Nebraska is Payne’s most minimalistic movie to date — shot in plain black and white, the film chronicles a road trip between a son (Will Forte) and his dad (Bruce Dern), who thinks he’s won a lottery in Nebraska.
Things aren’t so simple, seeing as the relations between the family members are painfully estranged. The father is a drunk, the mother is a cantankerous bitter woman, the son is a well-meaning but hapless sod stuck between the reality of his dysfunctional family and the mundaneness of the world that he inhabits. He knows that he’s taking his father on a wild goose chase to Nebraska and is worried about how to tell him that he didn’t really win any money. Everything is a mess, and happiness exists in the tiny cracks between rocky relationship dynamics.
While Dern has been getting accolades for his turn as the disillusioned old man, it’s kind of nice to see Will Forte take on this sort of role after being popular on Saturday Night Live and his comedic turn in McGruber. Most surprising is June Quibb as the mother — you don’t expect her character to be a major one and she brings the house down in a scene at a graveyard where she spits sarcastic fire.
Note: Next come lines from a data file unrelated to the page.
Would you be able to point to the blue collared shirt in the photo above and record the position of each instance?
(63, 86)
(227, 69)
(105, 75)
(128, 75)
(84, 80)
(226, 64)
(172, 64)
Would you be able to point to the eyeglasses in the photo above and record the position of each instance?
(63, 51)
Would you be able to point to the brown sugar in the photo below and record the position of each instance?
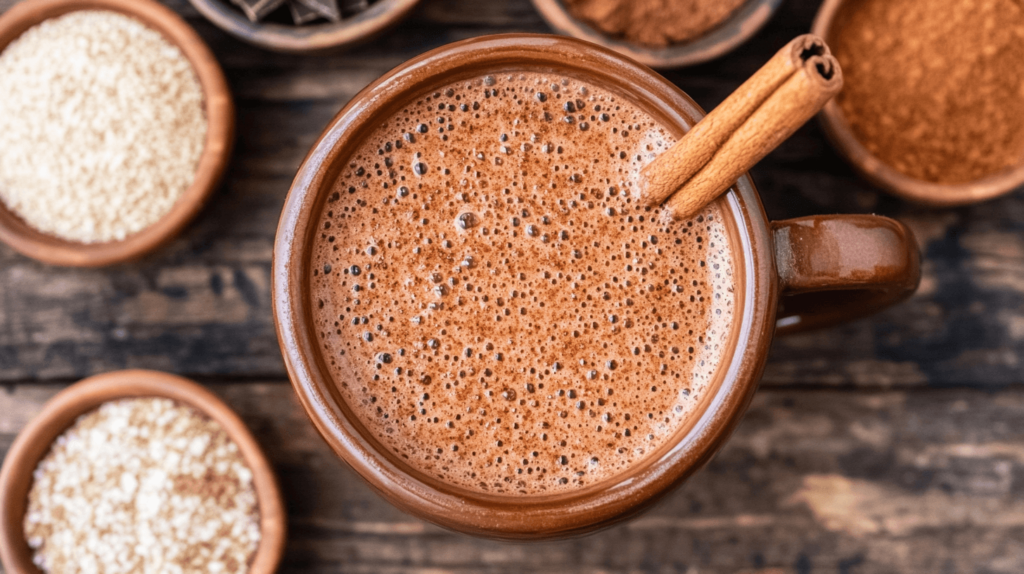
(935, 88)
(654, 23)
(143, 485)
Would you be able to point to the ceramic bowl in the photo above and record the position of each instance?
(313, 38)
(717, 42)
(219, 138)
(881, 174)
(34, 441)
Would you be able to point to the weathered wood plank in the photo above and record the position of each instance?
(920, 481)
(202, 306)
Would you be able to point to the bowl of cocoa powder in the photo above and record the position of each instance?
(138, 471)
(933, 104)
(662, 34)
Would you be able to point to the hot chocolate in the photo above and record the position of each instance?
(494, 306)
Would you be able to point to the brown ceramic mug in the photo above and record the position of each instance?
(791, 275)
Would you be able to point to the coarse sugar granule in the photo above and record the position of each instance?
(101, 126)
(935, 88)
(143, 485)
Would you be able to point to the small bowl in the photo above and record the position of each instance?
(883, 175)
(220, 134)
(35, 440)
(738, 28)
(314, 38)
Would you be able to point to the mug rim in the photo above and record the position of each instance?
(513, 517)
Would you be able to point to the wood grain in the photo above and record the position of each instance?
(201, 306)
(921, 481)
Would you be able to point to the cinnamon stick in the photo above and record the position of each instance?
(765, 111)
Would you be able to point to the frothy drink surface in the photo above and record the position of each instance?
(494, 306)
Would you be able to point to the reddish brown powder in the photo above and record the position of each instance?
(935, 88)
(654, 23)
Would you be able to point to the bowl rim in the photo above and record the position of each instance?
(305, 39)
(209, 171)
(720, 40)
(61, 410)
(531, 518)
(870, 167)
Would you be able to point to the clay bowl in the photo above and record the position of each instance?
(838, 130)
(717, 42)
(34, 441)
(313, 38)
(220, 135)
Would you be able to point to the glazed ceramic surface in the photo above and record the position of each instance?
(818, 270)
(61, 411)
(213, 162)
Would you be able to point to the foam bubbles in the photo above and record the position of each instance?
(520, 325)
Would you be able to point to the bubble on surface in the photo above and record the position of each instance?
(522, 326)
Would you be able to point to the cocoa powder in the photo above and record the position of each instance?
(935, 88)
(654, 23)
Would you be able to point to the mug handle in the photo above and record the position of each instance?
(841, 267)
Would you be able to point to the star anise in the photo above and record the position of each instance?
(303, 11)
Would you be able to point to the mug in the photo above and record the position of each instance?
(791, 275)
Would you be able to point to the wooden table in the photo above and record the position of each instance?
(893, 444)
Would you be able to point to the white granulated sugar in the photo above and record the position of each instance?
(101, 126)
(145, 486)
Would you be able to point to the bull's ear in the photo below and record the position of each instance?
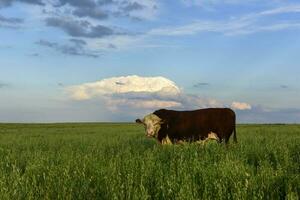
(162, 121)
(138, 121)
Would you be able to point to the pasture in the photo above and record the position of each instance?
(116, 161)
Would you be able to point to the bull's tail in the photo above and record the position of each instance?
(234, 130)
(234, 134)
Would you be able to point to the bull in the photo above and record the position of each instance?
(170, 126)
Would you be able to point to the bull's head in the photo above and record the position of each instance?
(152, 124)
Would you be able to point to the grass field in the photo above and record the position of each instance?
(116, 161)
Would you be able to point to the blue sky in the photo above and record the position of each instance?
(116, 60)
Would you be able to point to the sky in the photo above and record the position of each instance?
(118, 60)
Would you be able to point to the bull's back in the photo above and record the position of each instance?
(203, 121)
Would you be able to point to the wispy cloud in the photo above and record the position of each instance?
(142, 93)
(75, 47)
(10, 22)
(245, 24)
(4, 85)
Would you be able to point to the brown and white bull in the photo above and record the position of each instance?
(170, 126)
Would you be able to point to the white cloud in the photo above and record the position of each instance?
(136, 92)
(124, 84)
(240, 106)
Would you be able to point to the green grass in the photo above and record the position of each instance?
(116, 161)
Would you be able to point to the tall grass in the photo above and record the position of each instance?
(116, 161)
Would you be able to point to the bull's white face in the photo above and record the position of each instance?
(152, 125)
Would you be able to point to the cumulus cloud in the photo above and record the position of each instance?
(135, 92)
(240, 106)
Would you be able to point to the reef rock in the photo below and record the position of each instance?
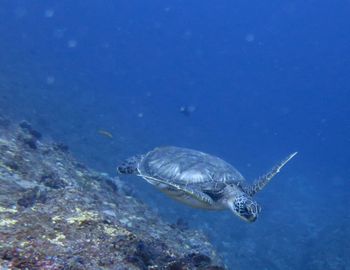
(57, 214)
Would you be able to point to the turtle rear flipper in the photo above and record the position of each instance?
(265, 179)
(130, 166)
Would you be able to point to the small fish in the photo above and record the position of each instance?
(105, 133)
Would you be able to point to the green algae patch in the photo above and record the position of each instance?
(7, 222)
(82, 217)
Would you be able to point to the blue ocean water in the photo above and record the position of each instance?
(258, 80)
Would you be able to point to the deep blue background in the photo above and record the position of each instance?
(266, 78)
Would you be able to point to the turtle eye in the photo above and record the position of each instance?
(246, 208)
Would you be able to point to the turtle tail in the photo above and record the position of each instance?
(130, 165)
(261, 182)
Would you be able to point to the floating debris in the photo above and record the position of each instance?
(105, 133)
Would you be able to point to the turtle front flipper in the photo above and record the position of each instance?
(130, 166)
(265, 179)
(177, 191)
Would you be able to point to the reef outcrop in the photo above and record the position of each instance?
(55, 213)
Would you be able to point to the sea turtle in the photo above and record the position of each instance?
(199, 179)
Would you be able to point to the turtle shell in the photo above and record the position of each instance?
(182, 166)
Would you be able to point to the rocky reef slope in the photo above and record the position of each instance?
(57, 214)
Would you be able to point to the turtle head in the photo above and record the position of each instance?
(244, 207)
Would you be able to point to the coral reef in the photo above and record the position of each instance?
(57, 214)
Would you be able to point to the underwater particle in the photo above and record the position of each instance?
(8, 210)
(6, 222)
(59, 33)
(105, 133)
(50, 80)
(187, 109)
(250, 37)
(49, 13)
(20, 12)
(72, 43)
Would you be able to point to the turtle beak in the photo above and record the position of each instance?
(245, 208)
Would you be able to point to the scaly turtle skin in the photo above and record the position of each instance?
(199, 179)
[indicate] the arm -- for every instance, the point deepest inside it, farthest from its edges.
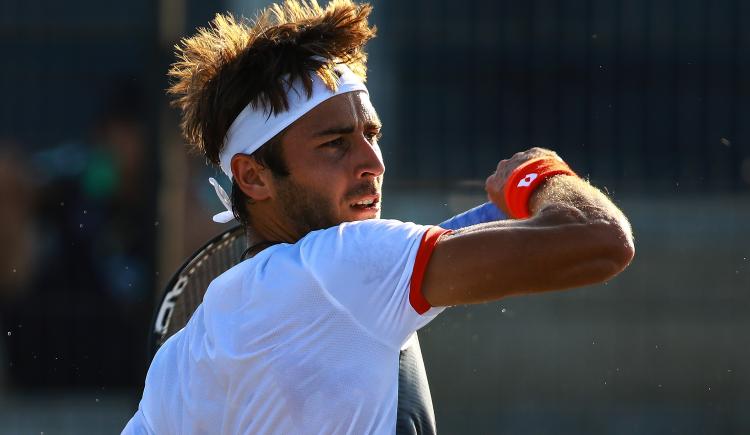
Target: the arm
(575, 236)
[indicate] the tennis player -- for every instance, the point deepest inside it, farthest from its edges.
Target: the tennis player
(307, 335)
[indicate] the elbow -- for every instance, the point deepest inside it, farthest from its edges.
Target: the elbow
(618, 249)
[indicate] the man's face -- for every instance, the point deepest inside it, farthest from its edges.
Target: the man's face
(335, 165)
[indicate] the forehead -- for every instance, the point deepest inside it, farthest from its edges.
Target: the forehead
(351, 109)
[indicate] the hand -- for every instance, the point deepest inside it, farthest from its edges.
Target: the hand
(495, 184)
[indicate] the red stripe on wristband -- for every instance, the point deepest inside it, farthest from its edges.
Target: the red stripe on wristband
(526, 178)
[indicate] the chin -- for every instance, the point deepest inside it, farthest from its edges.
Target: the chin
(361, 215)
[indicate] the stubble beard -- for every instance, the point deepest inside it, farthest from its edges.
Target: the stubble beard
(308, 210)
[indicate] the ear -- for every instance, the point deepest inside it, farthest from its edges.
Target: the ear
(251, 176)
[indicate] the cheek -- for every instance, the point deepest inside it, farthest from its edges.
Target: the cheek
(379, 153)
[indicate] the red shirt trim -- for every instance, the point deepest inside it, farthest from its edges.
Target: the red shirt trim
(426, 246)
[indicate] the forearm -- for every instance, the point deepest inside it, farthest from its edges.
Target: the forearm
(577, 193)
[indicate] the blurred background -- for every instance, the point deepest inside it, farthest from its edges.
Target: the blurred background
(100, 202)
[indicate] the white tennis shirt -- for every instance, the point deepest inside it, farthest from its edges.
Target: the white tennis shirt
(302, 338)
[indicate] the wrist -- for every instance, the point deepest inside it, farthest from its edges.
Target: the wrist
(527, 180)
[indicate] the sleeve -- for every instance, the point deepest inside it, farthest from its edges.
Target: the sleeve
(374, 270)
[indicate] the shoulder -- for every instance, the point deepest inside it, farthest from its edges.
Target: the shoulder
(371, 230)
That one scene alone was enough to score her an Oscar nomination and she certainly deserves the trophy.
The film paints a very bleak picture of Midwest America and the world in general — it’s poignant and affecting, much like Payne’s other films, but you do wish he makes a comedy next instead of yet another heartbreaker.
There is only so much emotional stuff a film lover can take in one lifetime.